D'autres crimes et d'autres conquêtes suivront, car rien n'arrêtera Arturo Ui,
hormis les peuples, qui finiront par en avoir raison. "Mais il ne faut pas
nous chanter victoire, il est encore trop tôt : le ventre est encore fécond,
d'où a surgi la bête immonde."
Ah !
Que nous aura-t-on répété les « plus jamais ça ! »etc…Et
pourtant, avec l’actualité qui galope, il va être difficile de dire que
« l’on ne savait pas ! »
Au moment où commencent les grandes manoeuvres du
projet de loi sur l'immigration, au moment où le Premier ministre déclare le mardi 25 avril 2006 à la Sorbonne. avoir "entendu
une clameur lointaine, l'écho d'un espoir, d'une attente, qui (lui) a fait
chaud au cœur "- alors qu 'il ne s'agissait que de la clameur de
manifestants tenus à l'écart - voici que le maire de Montfermeil adopte deux
arrêtés municipaux règlementant la circulation des adolescents dans un
périmètre déterminé de sa commune.
Et voici
que ce jeudi 27 avril, invité sur la chaîne de télévision TF1 au journal
télévisé de 20 heures à défendre sa politique d'"immigration
choisie", nourrissant les feux de la polémique qu’il a lancée en
déclarant, samedi dernier , devant les adhérents de l'UMP: " s'il y en a
que cela gêne d'être en France, qu'ils ne se gênent pas pour quitter un pays
qu'ils n'aiment pas", le ministre
de l'Intérieur et président de l'UMP a donc expliqué doctement à qui voulait
bien l’écouter que sa politique permettra de lutter contre la
"xénophobie" et d'éviter des "événements" comme ceux de
novembre dans les banlieues.
« Si je ne mène pas cette politique, il ne faudra pas se plaindre
que les tentations xénophobes, que le racisme, l'intégrisme se développent dans
nos quartiers. Il ne faudra pas se plaindre d'avoir de nouveau des événements
comme en novembre», a-t-on pu entendre.
Je crois
nécessaire de compléter ce propos en disant qu’il ne faudra effectivement pas se
plaindre, lorsqu’elle sera mise en place, si cette politique d’immigration
déclenche de nouveaux troubles sociaux.
Où est-elle
cette jeunesse qui a eu le courage de descendre dans la rue pour défendre ses
droits et contester la mise en place du fameux CPE ?
Où
sont-ils ces syndicats qui ont su reconstituer un front uni ?
Que font
nos concitoyens ?
Ont-ils
vraiment réalisé qu’au mois de novembre dernier nous avons eu un ministre de l’Intérieur qui, par son comportement et ses propos erratiques,
a allumé les prémisses d’une véritable guerre civile ?
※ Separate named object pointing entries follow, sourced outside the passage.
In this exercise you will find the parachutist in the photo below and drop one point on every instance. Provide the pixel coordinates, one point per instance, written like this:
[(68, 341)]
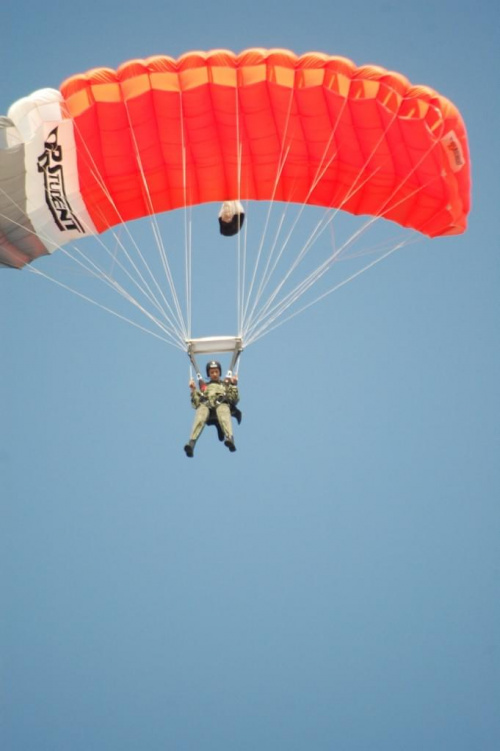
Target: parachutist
[(231, 218), (214, 406)]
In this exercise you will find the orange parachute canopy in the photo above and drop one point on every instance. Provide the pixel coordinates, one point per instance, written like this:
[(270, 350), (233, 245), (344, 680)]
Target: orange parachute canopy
[(160, 133)]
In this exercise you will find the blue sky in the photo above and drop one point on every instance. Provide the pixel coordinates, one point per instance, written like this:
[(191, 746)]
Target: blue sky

Comment ne pas voir que les propositions de dialogue
que le ministre de l'Intérieur a mises en place avec les représentants des
autorités religieuses chrétiennes de notre pays ne sont que poudre aux yeux
dans la mesure où la rédaction du projet de loi est bouclée?
«La grande différence avec le CPE, c'est que
l'opinion publique est derrière nous», affirme ainsi Brice Hortefeux, ministre délégué aux Collectivités
locales.
Si tel est le cas, la situation est grave.
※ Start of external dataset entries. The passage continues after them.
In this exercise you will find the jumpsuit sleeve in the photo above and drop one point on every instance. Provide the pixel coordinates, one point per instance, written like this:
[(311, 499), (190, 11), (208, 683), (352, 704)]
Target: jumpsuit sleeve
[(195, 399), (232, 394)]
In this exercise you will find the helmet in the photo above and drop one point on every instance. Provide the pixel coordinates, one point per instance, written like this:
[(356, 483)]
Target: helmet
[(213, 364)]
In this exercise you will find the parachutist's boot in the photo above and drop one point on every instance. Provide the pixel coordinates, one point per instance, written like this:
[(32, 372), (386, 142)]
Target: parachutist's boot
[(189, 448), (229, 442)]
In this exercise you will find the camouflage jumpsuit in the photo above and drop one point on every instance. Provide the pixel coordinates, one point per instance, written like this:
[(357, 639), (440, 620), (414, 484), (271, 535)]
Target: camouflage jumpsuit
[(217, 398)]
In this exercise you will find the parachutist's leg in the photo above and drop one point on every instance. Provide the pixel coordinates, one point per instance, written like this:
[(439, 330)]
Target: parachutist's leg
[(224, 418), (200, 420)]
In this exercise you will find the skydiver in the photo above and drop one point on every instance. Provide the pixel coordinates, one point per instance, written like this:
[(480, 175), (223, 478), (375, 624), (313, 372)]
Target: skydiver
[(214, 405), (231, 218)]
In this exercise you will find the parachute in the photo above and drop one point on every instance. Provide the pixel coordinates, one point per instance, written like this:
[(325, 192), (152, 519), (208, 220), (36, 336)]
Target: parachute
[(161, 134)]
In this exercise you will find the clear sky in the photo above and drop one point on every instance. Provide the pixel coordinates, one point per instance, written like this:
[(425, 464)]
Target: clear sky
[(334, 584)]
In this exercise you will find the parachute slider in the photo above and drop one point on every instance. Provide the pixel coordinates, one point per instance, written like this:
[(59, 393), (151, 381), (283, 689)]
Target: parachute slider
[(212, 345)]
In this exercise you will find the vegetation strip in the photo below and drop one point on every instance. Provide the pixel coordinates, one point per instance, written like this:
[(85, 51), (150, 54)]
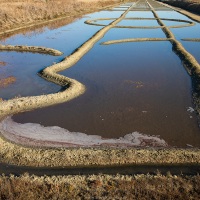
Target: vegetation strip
[(64, 157), (43, 22), (124, 169), (104, 187)]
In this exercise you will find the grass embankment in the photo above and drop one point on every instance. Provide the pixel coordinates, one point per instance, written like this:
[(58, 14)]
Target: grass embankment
[(15, 13), (100, 187), (63, 157), (190, 5)]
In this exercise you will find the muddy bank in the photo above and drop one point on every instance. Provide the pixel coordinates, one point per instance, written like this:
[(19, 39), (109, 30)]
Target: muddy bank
[(58, 157), (100, 187), (28, 13), (189, 14)]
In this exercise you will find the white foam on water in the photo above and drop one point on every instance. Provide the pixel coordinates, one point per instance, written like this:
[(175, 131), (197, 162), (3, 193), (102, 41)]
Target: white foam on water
[(56, 135)]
Qui saura mettre un terme tant qu'il en est encore
temps aux menées de ces hommes politiques dévorés d'ambition, prêts à exalter
les sentiments xénophobes d'un électorat en perdition qui rejette son mal de
vivre sur les autres, pour récupérer le plus possible de voix?
Qui voudra se lever pour chasser ces ombres malsaines, indignes de notre pays?
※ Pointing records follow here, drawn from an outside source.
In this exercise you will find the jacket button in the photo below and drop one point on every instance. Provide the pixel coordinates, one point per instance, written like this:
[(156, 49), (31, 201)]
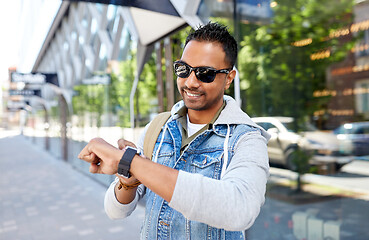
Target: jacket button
[(164, 223)]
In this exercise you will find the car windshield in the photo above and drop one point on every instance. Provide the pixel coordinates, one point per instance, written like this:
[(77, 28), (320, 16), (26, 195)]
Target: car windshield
[(301, 127), (350, 128)]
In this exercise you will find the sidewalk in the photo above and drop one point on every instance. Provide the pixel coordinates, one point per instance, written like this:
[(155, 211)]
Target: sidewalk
[(45, 198)]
Je réponds sans crainte. Moi.
Ne voyez-vous pas, Monsieur le Président, que la
colère a rendez-vous en 2007 ?
Ne voyez-vous pas que des deux côtés du spectre
politique on assiste à la mise en place d’un électorat de droite chauffé à
blanc par un populisme malsain auquel fait face l’autre vote protestataire
d’une extrême gauche très active, même si elle est divisée?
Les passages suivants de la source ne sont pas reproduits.